If you let a residential property in England, there are a handful of certificates and checks the law expects you to have in place. Miss one and you can face fines, lose the ability to evict for non-payment, or — in a serious case — end up with a criminal record. This post is the map. We’ll go deeper on each one in later posts.
The core set for a standard private rental in England:
- Gas Safety Record (CP12) — required annually if there’s any gas appliance, pipework or flue in the property. Must be issued by a Gas Safe registered engineer. Give a copy to the tenant within 28 days of the check (or before move-in for new tenants).
- Electrical Installation Condition Report (EICR) — required at least every five years for all private rentals. A copy goes to tenants within 28 days and to the local authority on request.
- Energy Performance Certificate (EPC) — valid for 10 years, minimum rating currently E. Must be available at the point of marketing.
- Smoke alarms — at least one on every storey used as living accommodation.
- Carbon monoxide alarms — in every room containing a fixed combustion appliance (excluding gas cookers, though a CO alarm there is still a good idea).
- How to Rent guide — the current version must be given to new tenants at the start of the tenancy.
- Deposit protection — any deposit must be in a government-approved scheme within 30 days, with prescribed information served on the tenant.
- Right to Rent checks — for all adult occupiers before the tenancy starts.
If the property is an HMO, you’ll also likely need a licence, more frequent fire safety checks, a minimum room-size check, and additional amenity standards. We’ll cover HMOs properly in a later post.
If it’s a commercial or mixed-use property, a different set of rules applies — MEES for non-domestic buildings, asbestos duty-holder obligations, and workplace fire safety. This blog focuses on residential.
The common mistakes we see:
- Assuming the EPC “lasts forever” because it was done when the property was bought. It’s valid for 10 years, but both the minimum standard and the methodology are changing.
- Treating the EICR as optional because the property “feels fine.” It’s not optional and hasn’t been since 2020 for new tenancies, 2021 for existing ones.
- Forgetting to re-issue the How to Rent guide when a new version is published — and one was updated after the Renters’ Rights Act received Royal Assent.

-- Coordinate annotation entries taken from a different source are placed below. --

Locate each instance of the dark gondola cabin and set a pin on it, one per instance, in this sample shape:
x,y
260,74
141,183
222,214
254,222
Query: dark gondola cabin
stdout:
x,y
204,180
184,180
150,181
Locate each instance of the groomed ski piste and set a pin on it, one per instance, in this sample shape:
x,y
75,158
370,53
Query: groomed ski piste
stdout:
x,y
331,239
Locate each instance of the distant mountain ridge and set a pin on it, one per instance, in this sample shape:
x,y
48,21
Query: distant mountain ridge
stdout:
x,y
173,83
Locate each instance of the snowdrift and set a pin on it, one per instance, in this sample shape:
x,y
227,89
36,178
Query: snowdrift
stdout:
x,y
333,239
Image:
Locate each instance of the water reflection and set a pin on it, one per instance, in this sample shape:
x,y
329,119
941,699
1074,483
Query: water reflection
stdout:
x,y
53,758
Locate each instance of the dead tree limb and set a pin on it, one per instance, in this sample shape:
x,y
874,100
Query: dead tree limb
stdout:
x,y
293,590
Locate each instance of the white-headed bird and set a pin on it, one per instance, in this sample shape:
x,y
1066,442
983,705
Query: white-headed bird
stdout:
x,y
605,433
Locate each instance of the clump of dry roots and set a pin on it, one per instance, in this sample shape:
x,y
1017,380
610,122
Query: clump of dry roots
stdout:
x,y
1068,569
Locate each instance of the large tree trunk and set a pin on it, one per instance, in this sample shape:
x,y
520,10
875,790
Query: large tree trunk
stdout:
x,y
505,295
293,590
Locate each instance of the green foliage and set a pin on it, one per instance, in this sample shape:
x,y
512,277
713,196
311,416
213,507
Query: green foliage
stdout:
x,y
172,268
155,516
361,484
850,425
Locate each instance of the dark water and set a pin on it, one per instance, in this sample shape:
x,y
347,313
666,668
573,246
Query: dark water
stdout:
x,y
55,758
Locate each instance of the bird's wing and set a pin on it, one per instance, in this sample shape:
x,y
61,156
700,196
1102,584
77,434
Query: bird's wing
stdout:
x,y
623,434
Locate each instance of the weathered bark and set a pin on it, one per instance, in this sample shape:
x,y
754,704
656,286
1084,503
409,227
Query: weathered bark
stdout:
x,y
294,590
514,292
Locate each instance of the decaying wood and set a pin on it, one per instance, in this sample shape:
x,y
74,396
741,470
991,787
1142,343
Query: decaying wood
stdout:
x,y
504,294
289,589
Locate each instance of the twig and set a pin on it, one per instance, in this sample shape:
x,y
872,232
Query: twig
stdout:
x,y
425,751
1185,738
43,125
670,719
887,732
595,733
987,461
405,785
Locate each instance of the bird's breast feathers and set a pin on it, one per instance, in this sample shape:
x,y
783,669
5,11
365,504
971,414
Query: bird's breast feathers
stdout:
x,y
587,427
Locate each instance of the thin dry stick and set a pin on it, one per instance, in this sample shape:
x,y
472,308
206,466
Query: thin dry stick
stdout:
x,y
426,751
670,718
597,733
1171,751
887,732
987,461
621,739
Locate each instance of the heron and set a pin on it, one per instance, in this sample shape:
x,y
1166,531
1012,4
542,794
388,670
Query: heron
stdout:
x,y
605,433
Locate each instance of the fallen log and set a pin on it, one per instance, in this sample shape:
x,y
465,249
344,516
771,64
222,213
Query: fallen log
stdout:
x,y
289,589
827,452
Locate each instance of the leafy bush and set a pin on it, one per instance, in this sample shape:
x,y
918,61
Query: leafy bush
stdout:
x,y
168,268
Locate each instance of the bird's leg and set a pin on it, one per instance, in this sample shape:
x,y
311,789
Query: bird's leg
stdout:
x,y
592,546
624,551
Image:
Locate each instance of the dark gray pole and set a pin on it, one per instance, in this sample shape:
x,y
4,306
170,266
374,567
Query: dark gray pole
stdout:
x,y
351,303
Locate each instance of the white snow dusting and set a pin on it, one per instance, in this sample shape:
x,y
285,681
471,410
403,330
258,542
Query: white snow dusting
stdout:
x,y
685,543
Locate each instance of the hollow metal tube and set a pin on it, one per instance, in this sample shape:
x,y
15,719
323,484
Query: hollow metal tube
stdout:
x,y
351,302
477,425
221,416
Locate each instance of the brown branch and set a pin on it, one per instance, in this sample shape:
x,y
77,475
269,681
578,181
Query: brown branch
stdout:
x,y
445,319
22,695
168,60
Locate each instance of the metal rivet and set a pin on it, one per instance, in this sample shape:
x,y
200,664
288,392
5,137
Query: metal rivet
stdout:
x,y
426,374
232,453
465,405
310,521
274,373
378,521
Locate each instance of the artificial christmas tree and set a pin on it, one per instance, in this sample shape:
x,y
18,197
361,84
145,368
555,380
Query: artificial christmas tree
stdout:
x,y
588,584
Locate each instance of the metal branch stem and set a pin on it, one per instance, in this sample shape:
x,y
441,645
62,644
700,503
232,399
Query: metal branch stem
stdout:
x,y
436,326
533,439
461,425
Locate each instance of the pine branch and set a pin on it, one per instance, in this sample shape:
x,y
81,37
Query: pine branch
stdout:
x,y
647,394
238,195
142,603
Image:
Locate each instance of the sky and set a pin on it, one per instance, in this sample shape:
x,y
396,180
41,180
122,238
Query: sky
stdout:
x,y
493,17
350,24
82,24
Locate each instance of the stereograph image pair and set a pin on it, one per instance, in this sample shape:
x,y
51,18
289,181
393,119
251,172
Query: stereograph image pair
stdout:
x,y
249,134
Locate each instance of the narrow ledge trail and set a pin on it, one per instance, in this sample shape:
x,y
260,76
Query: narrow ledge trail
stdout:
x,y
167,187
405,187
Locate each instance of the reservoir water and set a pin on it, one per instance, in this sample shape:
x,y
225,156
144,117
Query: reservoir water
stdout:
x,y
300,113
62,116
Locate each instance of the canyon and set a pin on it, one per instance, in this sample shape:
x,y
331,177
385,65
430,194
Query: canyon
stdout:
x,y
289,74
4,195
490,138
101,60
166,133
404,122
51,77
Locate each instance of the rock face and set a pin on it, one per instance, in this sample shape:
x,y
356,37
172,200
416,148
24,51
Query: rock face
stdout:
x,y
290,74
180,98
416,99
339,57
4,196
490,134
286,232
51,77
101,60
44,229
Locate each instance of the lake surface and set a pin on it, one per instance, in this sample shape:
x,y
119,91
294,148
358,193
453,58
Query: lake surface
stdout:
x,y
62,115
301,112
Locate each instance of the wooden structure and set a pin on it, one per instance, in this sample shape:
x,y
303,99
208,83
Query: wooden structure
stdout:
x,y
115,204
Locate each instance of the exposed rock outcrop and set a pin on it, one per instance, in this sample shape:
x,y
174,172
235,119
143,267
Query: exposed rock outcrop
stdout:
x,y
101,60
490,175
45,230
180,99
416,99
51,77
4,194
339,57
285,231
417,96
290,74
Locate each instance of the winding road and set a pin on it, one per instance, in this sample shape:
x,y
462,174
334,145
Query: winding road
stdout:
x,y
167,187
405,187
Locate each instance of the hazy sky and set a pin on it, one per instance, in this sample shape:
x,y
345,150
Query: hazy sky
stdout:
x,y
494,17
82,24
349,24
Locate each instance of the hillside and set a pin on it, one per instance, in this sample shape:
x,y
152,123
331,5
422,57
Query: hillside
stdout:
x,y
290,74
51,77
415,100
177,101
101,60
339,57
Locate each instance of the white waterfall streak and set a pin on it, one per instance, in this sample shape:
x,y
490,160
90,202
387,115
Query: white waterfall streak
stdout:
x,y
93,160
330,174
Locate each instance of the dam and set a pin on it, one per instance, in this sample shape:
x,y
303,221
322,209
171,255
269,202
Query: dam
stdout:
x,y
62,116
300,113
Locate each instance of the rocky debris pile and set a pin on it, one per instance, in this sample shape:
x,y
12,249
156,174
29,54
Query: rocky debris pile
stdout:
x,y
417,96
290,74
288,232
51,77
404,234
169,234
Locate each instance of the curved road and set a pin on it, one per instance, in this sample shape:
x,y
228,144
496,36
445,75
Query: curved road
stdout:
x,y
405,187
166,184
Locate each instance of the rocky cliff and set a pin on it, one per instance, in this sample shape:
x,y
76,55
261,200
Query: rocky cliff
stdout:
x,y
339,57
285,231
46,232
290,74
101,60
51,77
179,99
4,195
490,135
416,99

Bookmark this post. Over the coming weeks we’ll work through each certificate in detail, plus the bigger law changes coming in 2026.
References and further reading
- GOV.UK, Renting out your property: Landlord responsibilities — gov.uk/renting-out-a-property/landlord-responsibilities
- GOV.UK, How to rent: the checklist for renting in England (current version) — gov.uk/government/publications/how-to-rent
- GOV.UK, Tenancy deposit protection — gov.uk/tenancy-deposit-protection
- GOV.UK, Landlord’s guide to right to rent checks — gov.uk/government/publications/landlords-guide-to-right-to-rent-checks
General guidance, not legal advice. Regulations change and enforcement varies by local authority — always check the primary source on gov.uk for your specific property, and speak to a qualified professional if in doubt.